Patient Access Representative III - 139225
UC San Diego Health · San Diego, CA · 1 mo ago
Healthcare$57k–$71k/yrPart-time
About the role
UC San Diego Health's Revenue Cycle department supports the organization's mission to deliver outstanding patient care and to create a healthier world — one life at a time. We are a diverse, patient-focused, high-performing team with a commitment to quality, collaboration, and continuous improvement that enables us to deliver the maximum standard of care to our patients.
Responsibilities
- Efficiently collect accurate demographic information
- Review and interpret complex insurance benefits
- Obtain prior authorizations, patient estimates, and cash collections
- Interact with public assistance programs (e.g., Medi-Cal, CCS)
- Implement Medicare requirements
- Interact with physicians/office personnel as well as other hospital personnel, units, and departments
- Referral of appropriate cases to other internal and external sources to assist patients with discharge/post-hospital care
- Ensure correct and timely reimbursement through interactions with hospital departments such as Utilization Review and Patient Business Services
Requirements
- A minimum of three (3) years of registration or medical front office experience or equivalent combination of education and experience
- Thorough Knowledge of third-party payers
- Demonstrated knowledge of medical terminology
- Excellent customer service skills
- Highly proficient with MS Office applications (Excel, Word)

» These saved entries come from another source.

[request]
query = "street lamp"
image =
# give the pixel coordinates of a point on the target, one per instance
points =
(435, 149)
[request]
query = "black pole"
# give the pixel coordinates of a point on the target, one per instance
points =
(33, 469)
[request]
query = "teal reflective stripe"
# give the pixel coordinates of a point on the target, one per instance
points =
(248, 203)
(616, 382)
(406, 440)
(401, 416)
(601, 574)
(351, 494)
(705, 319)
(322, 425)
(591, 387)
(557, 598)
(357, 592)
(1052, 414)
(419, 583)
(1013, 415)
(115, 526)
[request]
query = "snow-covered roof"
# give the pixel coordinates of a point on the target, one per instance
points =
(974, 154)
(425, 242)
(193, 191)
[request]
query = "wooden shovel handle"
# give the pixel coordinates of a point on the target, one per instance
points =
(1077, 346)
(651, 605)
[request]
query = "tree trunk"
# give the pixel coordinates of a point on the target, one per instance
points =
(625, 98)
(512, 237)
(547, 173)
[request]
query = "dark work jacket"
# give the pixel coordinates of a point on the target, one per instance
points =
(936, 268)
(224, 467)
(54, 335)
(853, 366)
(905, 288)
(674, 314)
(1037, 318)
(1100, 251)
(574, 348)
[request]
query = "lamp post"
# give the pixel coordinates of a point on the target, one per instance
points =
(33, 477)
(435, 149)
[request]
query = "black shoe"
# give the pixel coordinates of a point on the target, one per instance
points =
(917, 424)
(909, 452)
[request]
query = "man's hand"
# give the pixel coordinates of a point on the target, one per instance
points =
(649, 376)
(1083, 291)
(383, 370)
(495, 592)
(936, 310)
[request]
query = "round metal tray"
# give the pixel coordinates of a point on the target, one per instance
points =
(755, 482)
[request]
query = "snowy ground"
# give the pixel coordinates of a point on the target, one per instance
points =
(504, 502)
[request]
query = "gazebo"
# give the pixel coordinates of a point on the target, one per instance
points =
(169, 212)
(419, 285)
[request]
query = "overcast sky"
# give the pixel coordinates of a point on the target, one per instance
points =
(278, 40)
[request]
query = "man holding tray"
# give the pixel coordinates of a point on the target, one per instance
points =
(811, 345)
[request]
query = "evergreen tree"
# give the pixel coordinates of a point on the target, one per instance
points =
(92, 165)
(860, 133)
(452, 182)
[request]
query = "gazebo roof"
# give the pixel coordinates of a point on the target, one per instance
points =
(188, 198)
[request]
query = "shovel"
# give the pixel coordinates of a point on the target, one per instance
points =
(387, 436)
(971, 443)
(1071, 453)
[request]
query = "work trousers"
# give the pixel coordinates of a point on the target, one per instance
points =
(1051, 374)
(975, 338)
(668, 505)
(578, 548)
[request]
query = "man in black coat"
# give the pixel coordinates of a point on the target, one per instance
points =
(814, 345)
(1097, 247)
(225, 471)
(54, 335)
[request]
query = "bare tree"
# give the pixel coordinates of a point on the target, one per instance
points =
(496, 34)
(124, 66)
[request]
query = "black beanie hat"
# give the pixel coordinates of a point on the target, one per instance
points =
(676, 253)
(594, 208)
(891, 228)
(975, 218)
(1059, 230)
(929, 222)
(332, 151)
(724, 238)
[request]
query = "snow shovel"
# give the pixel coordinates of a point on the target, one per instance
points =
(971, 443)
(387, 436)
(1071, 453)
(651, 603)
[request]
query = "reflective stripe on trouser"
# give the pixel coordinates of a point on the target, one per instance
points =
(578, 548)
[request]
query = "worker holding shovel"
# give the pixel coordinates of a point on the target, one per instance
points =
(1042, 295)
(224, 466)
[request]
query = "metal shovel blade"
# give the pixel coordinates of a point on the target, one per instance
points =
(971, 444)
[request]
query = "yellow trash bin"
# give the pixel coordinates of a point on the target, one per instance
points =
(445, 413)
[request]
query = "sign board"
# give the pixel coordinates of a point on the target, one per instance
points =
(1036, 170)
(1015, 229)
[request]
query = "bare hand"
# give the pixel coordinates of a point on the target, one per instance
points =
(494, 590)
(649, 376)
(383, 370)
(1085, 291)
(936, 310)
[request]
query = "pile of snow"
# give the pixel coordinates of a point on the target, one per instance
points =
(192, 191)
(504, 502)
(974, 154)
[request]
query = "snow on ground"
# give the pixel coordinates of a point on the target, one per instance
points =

- Strong communication skills, with the ability to convey complex ideas clearly both verbally and in writing to audiences at all levels
- Professionalism, credibility, commitment to high quality standards, innovation, and accountability
- Ability to interact effectively with the public, including patients, visitors, clinical and support staff
Preferred Qualifications
- Patient Access experience in a hospital setting
- UC San Diego - Extended Studies Intensive Revenue Cycle Course Certificate
- Experience with insurance and authorization verification
- Strong knowledge of third party payors including federal, state, and private health plans
- Bilingual English/Spanish
- Knowledge of medical terminology
- Knowledge and articulation of hospital patient forms, as required by JACAHO/GAD, etc.
- Prior cash handling experience
- Experience completing Birth certificates
Special Conditions
- Must be able to work various hours, days, shifts, on-call and various locations based on the 24-hour Medical Center's business needs
- Employment is subject to a criminal background check and pre-employment physical
Pay
Annual Full Pay Range: $57,399 - $71,347 (will be prorated if the appointment percentage is less than 100%)
Schedule
This position is a part-time appointment.